Öffentliche Musikschulen sind heute die wichtigsten Einrichtungen der musikalischen Bildung in Deutschland.
Die etwa 1.000 Musikschulen sind mit über 35.000 Lehrkräften ein interessanter Arbeitgeber für
Musikpädagogen und mit zuletzt über 1,3 Milliarden Mark Haushaltsvolumen auch ein Wirtschaftsfaktor.
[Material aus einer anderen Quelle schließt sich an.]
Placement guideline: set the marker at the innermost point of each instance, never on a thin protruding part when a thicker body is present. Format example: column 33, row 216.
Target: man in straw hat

Über eine Million überwiegend junge Menschen nutzen aktuell ihre Angebote, der ungebremste Andrang
schlägt sich in Wartelisten nieder. Und das, obwohl die Musikschule eine Freizeit-Schule ist,
eine Angebotsschule im außerschulischen Bereich. Den bedauerlicherweise schwindenden Musikunterricht an
den allgemein bildenden Schulen kann und soll sie nicht ersetzen. Aber Erwartungen, dass Musizieren einen positiven
Einfluss auf die Persönlichkeit hat und ein lebensbereichernder Wert an sich ist, richten sich heute auf
die Musikschule.
Musikschulen sind öffentliche Bildungseinrichtungen für Kinder, Jugendliche und Erwachsene.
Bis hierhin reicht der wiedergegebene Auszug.